A red cabbage - Flemish style - recipe, where cabbage is slowly cooked with apples and spices. Traditionally eaten with mashed potatoes and sausages, but also very good on a slice of pain au levain w/ walnuts, some good cheese, and a glass of high quality beer. Belgian of course!

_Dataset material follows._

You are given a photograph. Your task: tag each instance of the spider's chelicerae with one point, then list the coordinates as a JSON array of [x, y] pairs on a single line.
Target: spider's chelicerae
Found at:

red cabbage, Flemish style
by Ruth Van Waerebeek, p.208)
1 medium red cabbage
2 tbs unsalted butter
1 small onion, thinly sliced
1/4 red currant jelly or 1 additional tbs sugar or honey
2 tbs cider vinegar
1/4 cup water, + additional if needed
1 tbs dark brown sugar or honey
pinch of ground cinnamon or 2 whole cloves
salt + freshly ground black pepper
4 tart apples, peeled, cored, and thinly sliced
1. Discard the tough outer leaves of the cabbage. Cut the head into quarters and remove the white core. Shred the cabbage into very thin slivers.
2. Melt the butter in a large heavy Dutch oven. Add the cabbage, onion, currant jelly, vinegar, water, sugar, cinnamon, and a little salt and pepper. Cover and bring to a boil. reduce the heat immediately and let simmer, covered, for 30 minutes.
3. Add the apples and continue simmering for 1 hour, checking from time to time to see that it is not too dry. Add a little more water if necessary. At the end of the cooking time, the cabbage should be tender, the apples reduced to a puree, and all the liquid absorbed. Taste and adjust the seasoning if necessary.
Note: Do not rinse the cabbage. Discard the outer leaves and wipe with a damp cloth if necessary. Rinsing, blanching, or boiling will fade the deep red color.
Variations: In step 2, cut 3 oz slab bacon into thin strips. Render the bacon strips in the Dutch oven and continue with the recipe, omitting the butter.